Everest Group Evaluates VBC Adoption, Financial Performance of 40 Largest Health Systems
After enduring a slump in recent years, demand in the healthcare provider IT market is rebounding, driven primarily by value-based care (VBC) initiatives. In fact, according to Everest Group, growth of the overall healthcare provider IT spend over the next eight years will be completely driven by VBC initiatives, and by the year 2025, VBC will account for more than 50 percent of all healthcare provider IT spending.
VBC refers to efforts to align physician and hospital rewards with cost, quality and outcomes measures rather than quantity of services provided.
More than 75 percent of provider organizations have either adopted or are looking to adopt VBC in the near future, a trend that will drive the next wave of IT investments among healthcare providers.
“We expect that the VBC reimbursement model will take over the traditional fee-for-service model by 2025,” said Abhishek Singh, practice director at Everest Group. “Between now and then, healthcare providers make their most significant IT investments in the areas of patient engagement and compliance. In fact, in the next eight years, we forecast that an additional $5.8 billion will be spent on VBC-driven initiatives. Of that, $2.1 billion will be tied to patient engagement initiatives, and $3.3 billion will be tied to compliance initiatives.”
Other VBC-driven IT investments will fall into one of two general categories: diagnostics, treatment and monitoring; and financials and network management.
These findings and more are discussed in a recently published Everest Group report, “Healthcare Provider Annual Report 2017: Will the Real Value-Based Care (VBC) Please Stand Up?”
This report describes the current state of value-based care and provides an evaluation of the 40 largest health systems with respect to their VBC and financial performance. The report also recommends a framework that health systems can use to accelerate their value-based care initiatives and describes the expertise and service capabilities required for service providers to serve the needs of the market.
The State of VBC Adoption: Key Takeaways
- Over a third of healthcare providers have undertaken VBC to some extent.
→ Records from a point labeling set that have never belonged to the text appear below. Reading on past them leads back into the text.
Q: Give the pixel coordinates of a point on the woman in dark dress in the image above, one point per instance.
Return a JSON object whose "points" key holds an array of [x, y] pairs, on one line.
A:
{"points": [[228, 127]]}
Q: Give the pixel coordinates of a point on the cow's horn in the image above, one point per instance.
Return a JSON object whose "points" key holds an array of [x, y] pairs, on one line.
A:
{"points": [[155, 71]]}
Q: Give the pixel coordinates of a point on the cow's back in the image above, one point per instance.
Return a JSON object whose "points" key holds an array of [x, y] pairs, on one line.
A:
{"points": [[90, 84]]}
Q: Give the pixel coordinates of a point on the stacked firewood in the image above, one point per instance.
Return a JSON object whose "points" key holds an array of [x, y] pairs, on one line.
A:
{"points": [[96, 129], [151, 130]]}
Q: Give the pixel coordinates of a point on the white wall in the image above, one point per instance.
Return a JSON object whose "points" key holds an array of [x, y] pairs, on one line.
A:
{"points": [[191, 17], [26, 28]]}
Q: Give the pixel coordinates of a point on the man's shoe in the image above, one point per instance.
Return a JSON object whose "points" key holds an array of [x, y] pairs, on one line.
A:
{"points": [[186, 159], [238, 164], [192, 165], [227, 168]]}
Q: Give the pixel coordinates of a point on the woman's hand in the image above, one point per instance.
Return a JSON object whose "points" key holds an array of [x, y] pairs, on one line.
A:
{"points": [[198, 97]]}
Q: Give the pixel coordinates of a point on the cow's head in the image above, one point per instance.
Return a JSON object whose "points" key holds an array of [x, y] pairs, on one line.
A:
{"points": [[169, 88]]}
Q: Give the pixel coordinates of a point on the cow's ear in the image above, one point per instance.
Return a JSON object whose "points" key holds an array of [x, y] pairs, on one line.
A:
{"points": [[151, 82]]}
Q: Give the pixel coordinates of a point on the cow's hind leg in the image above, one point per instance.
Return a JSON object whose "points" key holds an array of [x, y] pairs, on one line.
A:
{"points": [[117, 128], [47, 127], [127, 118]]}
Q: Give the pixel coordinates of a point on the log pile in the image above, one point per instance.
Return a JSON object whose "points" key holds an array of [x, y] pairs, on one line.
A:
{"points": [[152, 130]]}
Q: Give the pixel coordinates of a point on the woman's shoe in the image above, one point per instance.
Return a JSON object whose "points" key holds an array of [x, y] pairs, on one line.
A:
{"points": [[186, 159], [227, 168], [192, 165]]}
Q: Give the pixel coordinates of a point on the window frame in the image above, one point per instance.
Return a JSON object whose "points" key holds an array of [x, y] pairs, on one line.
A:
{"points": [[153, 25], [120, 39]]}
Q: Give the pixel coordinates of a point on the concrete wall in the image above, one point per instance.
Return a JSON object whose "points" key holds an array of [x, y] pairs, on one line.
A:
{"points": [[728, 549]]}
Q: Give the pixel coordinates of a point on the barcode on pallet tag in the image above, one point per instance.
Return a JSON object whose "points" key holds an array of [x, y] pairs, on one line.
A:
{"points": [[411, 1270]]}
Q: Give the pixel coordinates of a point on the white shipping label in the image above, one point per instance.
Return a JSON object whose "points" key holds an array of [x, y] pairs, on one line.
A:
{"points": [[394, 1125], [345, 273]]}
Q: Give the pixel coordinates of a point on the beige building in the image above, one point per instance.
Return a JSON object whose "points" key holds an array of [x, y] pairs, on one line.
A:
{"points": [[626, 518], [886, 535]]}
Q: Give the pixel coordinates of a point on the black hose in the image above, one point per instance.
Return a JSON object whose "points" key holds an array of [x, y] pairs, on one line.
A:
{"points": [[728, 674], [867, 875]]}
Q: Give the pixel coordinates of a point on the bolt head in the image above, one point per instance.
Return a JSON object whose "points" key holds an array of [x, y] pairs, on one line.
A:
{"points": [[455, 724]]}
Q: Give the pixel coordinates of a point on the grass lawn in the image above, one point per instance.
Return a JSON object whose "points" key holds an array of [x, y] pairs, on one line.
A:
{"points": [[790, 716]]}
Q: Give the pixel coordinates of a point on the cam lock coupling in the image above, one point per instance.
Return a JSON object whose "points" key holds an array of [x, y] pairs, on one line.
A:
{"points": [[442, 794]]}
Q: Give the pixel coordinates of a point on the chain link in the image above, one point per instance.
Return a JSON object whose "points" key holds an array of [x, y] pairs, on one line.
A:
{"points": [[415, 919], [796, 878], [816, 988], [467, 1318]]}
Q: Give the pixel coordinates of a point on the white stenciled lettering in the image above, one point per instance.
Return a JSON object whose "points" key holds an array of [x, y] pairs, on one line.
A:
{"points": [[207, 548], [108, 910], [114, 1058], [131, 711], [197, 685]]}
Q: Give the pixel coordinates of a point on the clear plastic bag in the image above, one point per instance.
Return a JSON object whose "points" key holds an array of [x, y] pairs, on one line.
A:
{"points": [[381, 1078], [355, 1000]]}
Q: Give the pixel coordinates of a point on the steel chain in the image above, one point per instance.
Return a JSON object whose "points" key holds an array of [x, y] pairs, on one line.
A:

- Despite the progress, there is significant work to be done to meet goals of the Centers for Medicare & Medicaid Services (CMS).
- Providers see a greater financial risk as compared to payers, thereby hampering progress.
- VBC adoption has a strong dependence on the nature of risk undertaken.
- Health systems tend to be better than hospitals in terms of VBC performance.
Background on VBC
In the past, the U.S. healthcare system operated primarily on a fee-for-service model, which rewards healthcare providers for the volume of services delivered; for example, a physician is paid for every visit or procedure, regardless of patient outcome, the provider’s operational efficiency or the quality of the providers’ service delivery.
In contrast, in a VBC model, healthcare providers are reimbursed and incentivized based on quality of care rather than quantity. Although there are many different models and approaches to VBC, the objectives are to provide better care for individuals, improve population health management strategies (that is, how providers coordinate to provide the best care for patients), and reduce healthcare costs.
The relative success of VBC initiatives can be measured in many ways. Common patient care objectives include lowering readmission rates, mortality rates, and Medicare spending per beneficiary (MSPB); increasing patient satisfaction; reducing the number of hospital acquired conditions (HACs); and minimizing the time between check-in and check-out at the Emergency Department.